Dasar Hukum Pemotongan Upah Akibat Terlambat Hadir Bekerja

Foto ilustrasi (kredit mediajampikum.com)
Foto ilustrasi (kredit mediajampikum.com)

Solidaritas.net – Dalam hubungan industrial, sering kali ditemui praktek pemotongan upah terhadap buruh yang terlambat hadir bekerja. Aturan ketenagakerjaan yang berlaku tidak secara khusus mengatur tentang potongan upah dikarenakan terlambat hadir. Apa dasar hukum pemotongan upah akibat buruh terlambat hadir bekerja?

Pada dasarnya, pemotongan upah akibat buruh terlambat hadir dalam bekerja, didasarkan pada asas no work no pay, yang berarti buruh tidak dibayar apabila tidak bekerja. Hal ini diatur pada pasal 93 ayat (1) dalam UU no. 13 tahun 2003 tentang Ketenagakerjaan (UU Ketenagakerjaan), yang menyebutkan bahwa upah tidak dibayar apabila pekerja/buruh tidak melakukan pekerjaan.

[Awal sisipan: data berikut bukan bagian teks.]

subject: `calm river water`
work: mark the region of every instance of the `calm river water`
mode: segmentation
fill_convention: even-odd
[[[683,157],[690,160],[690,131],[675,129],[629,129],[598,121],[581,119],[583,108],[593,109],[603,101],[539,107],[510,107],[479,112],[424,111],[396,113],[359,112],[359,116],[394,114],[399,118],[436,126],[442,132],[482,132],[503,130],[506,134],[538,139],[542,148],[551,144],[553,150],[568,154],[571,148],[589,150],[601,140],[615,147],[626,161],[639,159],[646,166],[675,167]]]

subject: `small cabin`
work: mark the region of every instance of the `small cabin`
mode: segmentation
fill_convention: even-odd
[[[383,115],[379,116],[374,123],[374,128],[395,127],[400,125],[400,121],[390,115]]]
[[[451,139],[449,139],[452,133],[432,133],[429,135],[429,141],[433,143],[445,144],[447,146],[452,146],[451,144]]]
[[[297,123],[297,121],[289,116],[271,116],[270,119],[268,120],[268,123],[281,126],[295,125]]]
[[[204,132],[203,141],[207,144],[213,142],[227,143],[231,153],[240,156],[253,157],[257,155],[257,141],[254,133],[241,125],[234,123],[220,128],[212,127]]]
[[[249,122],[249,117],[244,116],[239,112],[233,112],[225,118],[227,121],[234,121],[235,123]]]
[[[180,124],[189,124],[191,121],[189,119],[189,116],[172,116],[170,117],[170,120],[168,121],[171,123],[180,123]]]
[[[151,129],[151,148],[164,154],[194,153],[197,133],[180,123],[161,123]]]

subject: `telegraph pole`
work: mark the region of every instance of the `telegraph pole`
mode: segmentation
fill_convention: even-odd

Namun terdapat pengecualian terhadap asas ini, seperti diatur pada pasal 93 ayat (2) dalam UU Ketenagakerjaan, yaitu:

(2) Ketentuan sebagaimana dimaksud pada ayat (1) tidak berlaku, dan pengusaha wajib membayar upah apabila:

a. pekerja/buruh sakit sehingga tidak dapat melakukan pekerjaan
b. pekerja/buruh perempuan yang sakit pada hari pertama dan kedua masa haidnya sehingga tidak dapat melakukan pekerjaan;
c. pekerja/buruh tidak masuk bekerja karena pekerja/buruh menikah, menikahkan, mengkhitankan, membaptiskan anaknya, isteri melahirkan atau keguguran kandungan, suami atau isteri atau anakatau menantu atau orang tua atau mertua atau anggota keluarga dalam satu rumah meninggal dunia;
d. pekerja/buruh tidak dapat melakukan pekerjaannya karena sedang menjalankan kewajiban terhadap negara;
e. pekerja/buruh tidak dapat melakukan pekerjaannya karena menjalankan ibadah yang diperintahkan agamanya;
f. pekerja/buruh bersedia melakukan pekerjaan yang telah dijanjikan tetapi pengusaha tidak mempekerjakannya, baik karena kesalahan sendiri maupun halangan yang seharusnya dapat dihindari pengusaha;
g. pekerja/buruh melaksanakan hak istirahat;
h. pekerja/buruh melaksanakan tugas serikat pekerja/serikat buruh atas persetujuan pengusaha; dan
i. pekerja/buruh melaksanakan tugas pendidikan dari perusahaan.

Selanjutnya, pada pasal 95 ayat (1) dan (3) dalam UU Ketenagakerjaan diatur sebagai berikut:

(1) Pelanggaran yang dilakukan oleh pekerja/buruh karena kesengajaan atau kelalaiannya dapat dikenakan denda.
(3) Pemerintah mengatur pengenaan denda kepada pengusaha dan/atau pekerja/buruh, dalam pembayaran upah.

Terkait pengenaan denda ini, secara khusus telah diatur dalam Peraturan Pemerintah no. 8 tahun 1981 tentang Perlindungan Upah, pada pasal 20 sebagai berikut:

(1) Denda atas pelanggaran sesuatu hal hanya dapat dilakukan bila hal itu diatur secara tegas dalam suatu perjanjian tertulis atau peraturan perusahaan.
(2) Besarnya denda untuk setiap pelanggaran sebagaimana dimaksud dalam ayat (1) harus ditentukan dan dinyatakan dalam mata uang Republik Indonesia.
(3) Apabila untuk satu perbuatan sudah dikenakan denda, pengusaha dilarang untuk menuntut ganti rugi terhadap buruh yang bersangkutan.
(4) Setiap ketentuan yang bertentangan dengan pasal ini adalah batal menurut hukum.

Berdasarkan ketentuan-ketentuan di atas, pengusaha dapat melakukan pemotongan upah sebagai akibat buruh terlambat hadir bekerja dengan syarat, hal tersebut telah disepakati sebelumnya dalam perjanjian kerja, peraturan perusahaan atau perjanjian kerja bersama (PKB).

Sehingga jika tidak diatur sebelumnya dalam perjanjian kerja, peraturan perusahaan maupun perjanjian kerja bersama (PKB), pengusaha tidak dapat melakukan pemotongan upah terhadap keterlambatan buruh dalam hadir bekerja.